Viel Laufarbeit für Hector und Drexler

Man kann argumentieren, dass die anfängliche Schlafmützigkeit in der Partie eine mentale Geschichte ist – dass Kusic allerdings von der ersten Defensivlinie nicht gebremst werden konnte, lag eher an der Art und Weise, wie der effzeh verteidigen wollte. Letztlich lag es an Timo Horn, der den Gegentreffer verhinderte – zuvor hatte der Auer jedoch viel zu Raum zur Verfügung. Nach elf Minuten gab es erneut eine solche Szene, in der Kusic ungehindert losdribbeln konnte und erst von Cordoba durch ein Foul gestoppt wurde. Die Gründe: Aue baute mit drei Leuten auf, dazwischen positionierten sich Terodde und Cordoba, die nach einem Pass auf die Halbverteidiger Cacutalua und Kusic anliefen und lange Bälle der Auer erzwingen sollten.

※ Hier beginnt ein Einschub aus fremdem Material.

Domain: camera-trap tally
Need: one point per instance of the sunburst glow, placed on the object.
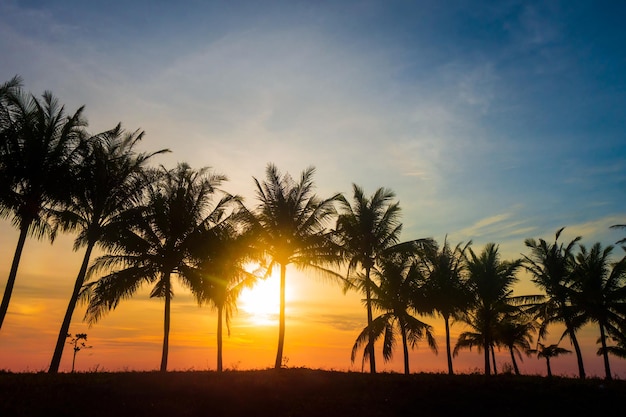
(262, 301)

Gegen die beiden Aufbauspieler der Heimmannschaft (Riese und Kämper) spielten Drexler und Hector eine Art Manndeckung, beide übergaben ihre Gegenspieler jedoch auch und verfolgten diese dann weiter. Als Ankersechser spielte Marco Höger, der den Auftrag hatte, lange Bälle und die Innenverteidigung abzusichern. Das Problem: Hector und Drexler mussten enormen Laufaufwand leisten, um die Räume zu schließen und die Auer Aufbauspieler am Fußballspielen zu hindern.

Auf der nächsten Seite: Der Kölner Matchplan und Spielerrollen.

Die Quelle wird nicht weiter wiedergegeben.